Hulp voor bijstandsmoeders
CDA, VVD en D66 werken alsnog aan een compromis over de sollicitatieplicht voor alleenstaande bijstandsouders met kinderen jonger dan vijf jaar. Aan het begin van de middag werd gesproken over de mogelijkheid dat gemeenten een uitzondering mogen maken voor ouders die in geweten kiezen voor voltijd opvoeden.
Het CDA accepteert dat er in de Tweede Kamer geen meerderheid is te vinden voor een blijvende ontheffing voor deze groep. Namens het kabinet hield staatssecretaris Rutte (Sociale Zaken) woensdag in zijn verdediging van de Wet werk en bijstand ook stevig vast aan de sollicitatieplicht.
Anderzijds is het VVD en D66 inmiddels duidelijk geworden dat de grootste coalitiepartner sterk hecht aan keuzevrijheid voor de alleenstaande ouders met jonge kinderen. Zij zijn bereid om enkele concessies te doen.

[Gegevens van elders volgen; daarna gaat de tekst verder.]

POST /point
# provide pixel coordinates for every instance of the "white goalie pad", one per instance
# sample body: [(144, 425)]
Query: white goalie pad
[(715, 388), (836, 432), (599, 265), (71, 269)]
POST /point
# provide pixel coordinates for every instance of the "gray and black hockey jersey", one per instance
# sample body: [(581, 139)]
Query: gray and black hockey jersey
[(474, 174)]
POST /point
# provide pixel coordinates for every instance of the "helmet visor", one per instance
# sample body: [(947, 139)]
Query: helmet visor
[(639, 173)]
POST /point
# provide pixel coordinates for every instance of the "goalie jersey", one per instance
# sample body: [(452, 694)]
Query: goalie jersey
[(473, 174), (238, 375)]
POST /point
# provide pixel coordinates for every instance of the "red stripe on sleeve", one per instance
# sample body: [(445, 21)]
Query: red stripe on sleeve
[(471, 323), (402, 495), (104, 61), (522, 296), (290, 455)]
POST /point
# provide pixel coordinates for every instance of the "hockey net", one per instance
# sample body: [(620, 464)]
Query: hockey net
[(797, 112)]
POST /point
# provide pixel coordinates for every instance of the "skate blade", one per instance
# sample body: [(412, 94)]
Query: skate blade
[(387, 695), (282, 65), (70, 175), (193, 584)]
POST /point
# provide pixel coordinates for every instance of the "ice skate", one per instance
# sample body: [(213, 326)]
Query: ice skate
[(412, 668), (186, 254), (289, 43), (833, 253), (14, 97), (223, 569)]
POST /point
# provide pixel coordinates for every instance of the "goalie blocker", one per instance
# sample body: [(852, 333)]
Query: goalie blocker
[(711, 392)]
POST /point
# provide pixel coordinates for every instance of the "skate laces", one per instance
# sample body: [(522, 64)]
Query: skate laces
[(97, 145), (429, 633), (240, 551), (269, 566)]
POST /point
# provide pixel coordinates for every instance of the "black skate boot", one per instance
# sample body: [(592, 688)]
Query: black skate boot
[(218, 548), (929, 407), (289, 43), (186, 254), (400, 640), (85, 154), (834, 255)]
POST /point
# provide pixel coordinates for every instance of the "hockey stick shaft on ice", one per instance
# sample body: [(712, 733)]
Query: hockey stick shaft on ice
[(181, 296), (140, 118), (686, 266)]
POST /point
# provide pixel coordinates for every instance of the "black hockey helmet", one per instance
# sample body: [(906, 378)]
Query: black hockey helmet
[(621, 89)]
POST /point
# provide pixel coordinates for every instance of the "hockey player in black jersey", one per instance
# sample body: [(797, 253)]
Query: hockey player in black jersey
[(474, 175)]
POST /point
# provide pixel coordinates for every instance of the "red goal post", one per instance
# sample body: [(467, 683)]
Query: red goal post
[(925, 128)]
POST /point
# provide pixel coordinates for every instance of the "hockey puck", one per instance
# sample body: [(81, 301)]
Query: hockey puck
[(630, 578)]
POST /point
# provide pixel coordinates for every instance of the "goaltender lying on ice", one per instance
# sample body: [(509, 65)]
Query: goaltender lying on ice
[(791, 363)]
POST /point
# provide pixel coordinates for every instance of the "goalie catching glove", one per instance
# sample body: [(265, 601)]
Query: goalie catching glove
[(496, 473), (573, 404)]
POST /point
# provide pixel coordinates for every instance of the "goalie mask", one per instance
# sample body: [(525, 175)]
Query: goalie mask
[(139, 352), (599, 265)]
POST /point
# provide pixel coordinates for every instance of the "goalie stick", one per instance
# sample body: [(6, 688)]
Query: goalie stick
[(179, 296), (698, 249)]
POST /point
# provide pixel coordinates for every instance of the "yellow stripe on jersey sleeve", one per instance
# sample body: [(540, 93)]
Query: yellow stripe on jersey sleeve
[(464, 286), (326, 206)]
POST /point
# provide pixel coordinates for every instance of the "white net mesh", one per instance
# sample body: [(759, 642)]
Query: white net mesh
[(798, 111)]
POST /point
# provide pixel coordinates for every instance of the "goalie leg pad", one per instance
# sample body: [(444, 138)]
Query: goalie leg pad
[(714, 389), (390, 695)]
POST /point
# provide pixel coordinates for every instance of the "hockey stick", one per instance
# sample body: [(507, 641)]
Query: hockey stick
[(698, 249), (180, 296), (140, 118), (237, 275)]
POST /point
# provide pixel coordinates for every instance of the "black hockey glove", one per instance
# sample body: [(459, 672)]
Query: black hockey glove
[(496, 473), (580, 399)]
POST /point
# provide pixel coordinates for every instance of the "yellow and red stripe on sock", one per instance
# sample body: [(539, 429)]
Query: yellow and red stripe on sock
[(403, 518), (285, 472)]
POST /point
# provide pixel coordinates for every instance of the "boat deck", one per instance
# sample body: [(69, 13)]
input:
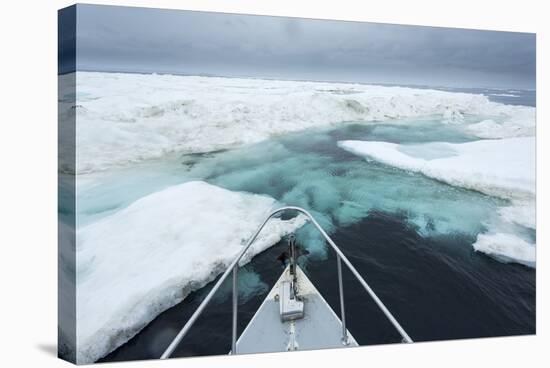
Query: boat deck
[(320, 328)]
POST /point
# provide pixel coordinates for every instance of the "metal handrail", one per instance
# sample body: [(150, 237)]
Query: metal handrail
[(234, 266)]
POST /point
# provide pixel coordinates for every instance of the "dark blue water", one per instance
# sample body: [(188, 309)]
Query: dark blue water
[(409, 236)]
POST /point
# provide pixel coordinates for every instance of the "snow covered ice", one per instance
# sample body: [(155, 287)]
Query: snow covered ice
[(503, 168), (123, 118), (168, 243), (162, 235)]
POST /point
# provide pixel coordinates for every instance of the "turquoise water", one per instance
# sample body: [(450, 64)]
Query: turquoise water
[(408, 234), (307, 169)]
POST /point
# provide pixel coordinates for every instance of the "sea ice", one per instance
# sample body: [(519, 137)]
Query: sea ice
[(503, 168), (124, 118), (143, 259)]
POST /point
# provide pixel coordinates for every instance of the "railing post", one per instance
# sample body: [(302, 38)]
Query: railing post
[(342, 308), (235, 303)]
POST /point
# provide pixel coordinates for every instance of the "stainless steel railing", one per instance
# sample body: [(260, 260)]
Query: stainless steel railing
[(234, 267)]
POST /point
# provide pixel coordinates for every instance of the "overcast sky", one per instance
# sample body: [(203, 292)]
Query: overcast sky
[(175, 41)]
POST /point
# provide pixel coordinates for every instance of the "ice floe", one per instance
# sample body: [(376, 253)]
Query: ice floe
[(503, 168), (141, 260), (124, 118)]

De sollicitatieplicht blijft weliswaar overeind, maar er wordt gezocht naar uitzonderingsgevallen.
Daarbij zou het geweten van betrokken bijstandsouders een belangrijke rol kunnen spelen. Kunnen zij het niet met hun geweten verenigen om niet ’voltijd’ thuis te zijn voor de opvoeding, dan zouden gemeenten dat als geldig motief voor vrijstelling van sollicitatieplicht mogen en kunnen aanvaarden.
Gemeenten krijgen in de nieuwe bijstandswet een cruciale rol toebedeeld. Vooral de VVD zou eraan hechten dat dit ook voor het compromis opgaat. Vanmorgen dacht het liberale kamerlid Weekers al expliciet aan „sommige gemeenschappen zoals op de Veluwe.”
Tot woensdagmiddag leek het erop dat de tegenstanders van de sollicitatieplicht (CDA, SP, CU en SGP) volledig bot zouden vangen. Het kabinet kreeg voor de sollicitatieplicht steun van PvdA en GroenLinks en kon daardoor op dit punt toe zonder steun van het CDA. Tot teleurstelling van CDA-kamerlid Bruls zocht staatssecretaris Rutte die steun ook op door de PvdA toe te geven dat de sollicitatieplicht gekoppeld zou kunnen worden aan een wettelijk recht op kinderopvang.
Overigens weerstond staatssecretaris Rutte woensdag op tal van andere terreinen de druk van de linkse oppositie om in de nieuwe bijstandswet alsnog allerlei landelijke bepalingen ten gunste van uitkeringsgerechtigden op de nemen. Het kabinet wil daarentegen maximale vrijheid voor gemeenten om invulling te geven aan hun nieuwe, centrale rol, aldus Rutte.
Vertrouwen in de gemeenten, zo luidde het centrale thema in zijn verdediging van de Wet werk en bijstand. Dit tot woede van PvdA, GroenLinks en SP, die willen dat Rutte gemeenten verplicht Melkertbanen om te zetten in regulier werk, bijstandsgerechtigden jonger dan 23 werk en scholing te bieden en chronisch zieken en langdurig werklozen aan een baan te helpen.
Dergelijke landelijke verplichtingen passen volgens Rutte echter niet in „de systematiek van de wet.” De nieuwe bijstandswet legt de verantwoordelijkheid juist op het niveau van de gemeente. De financiële verantwoordelijkheid moet gepaard gaan met beleidsruimte, aldus de staatssecretaris. Hij heeft het „volle vertrouwen” dat gemeenten daar goed mee zullen omgaan.
Rutte gaf ook aan dat hij vooralsnog weinig ziet in het SGP-voorstel om bijstandsgerechtigden te vrijwaren van het aanvaarden van werk dat botst met hun godsdienst of levensbeschouwing. Volgens hem biedt de jurisprudentie op dit terrein voldoende garanties. Verder acht hij de vrees niet terecht dat de nieuwe wettelijke term ”algemeen geaccepteerde arbeid” tot meer probleemgevallen zal leiden dan de oude term ”passende arbeid”.